Well, as DJ Khaled says:
One of my child's favorite stories this summer was the Three Pigs and the Big Bad Wolf. She was so comforted by the fact that our home in Chicago is made of bricks just like the third pig in the story so that our house couldn't be blown down when the big bad wolf comes along. There's a connection here for me to the platforms we desire or have, to generate change at a moment such as this. What I am left with is a more full understanding that no one's platform is better than another person's per se. But each of our platforms is made of different materials. Our ability to withstand the variety of real-life big bad wolfs that come for our professional and life goals is predicated on how our platform is built and what it is built with.
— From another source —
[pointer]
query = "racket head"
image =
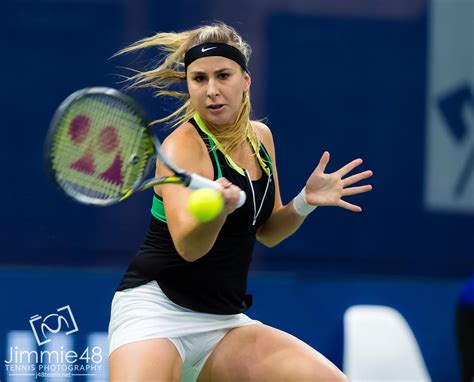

I am only now coming to terms with the lack of attention I've given to the construction of my platform rooted in what I set out to do versus what I've actually done. Is it too late to course-correct? Does it matter to me or to anyone if I do or don't? Should I work more on "not hating the player (myself), but hating the game (academia)"
I plan to sit with all these questions and more as I embark on an unprecedented season in my work and personal life. Nothing is guaranteed in academia with tenure decisions. So I've told myself that I need to allow room to entertain what life would be like outside academia. This post is my flag in the ground and I hope to try to be as real and transparent as #scholargoals and #girldadgoals, #fullpersongoals, #leadergoals, and #gurumentorgoalshashtags will allow.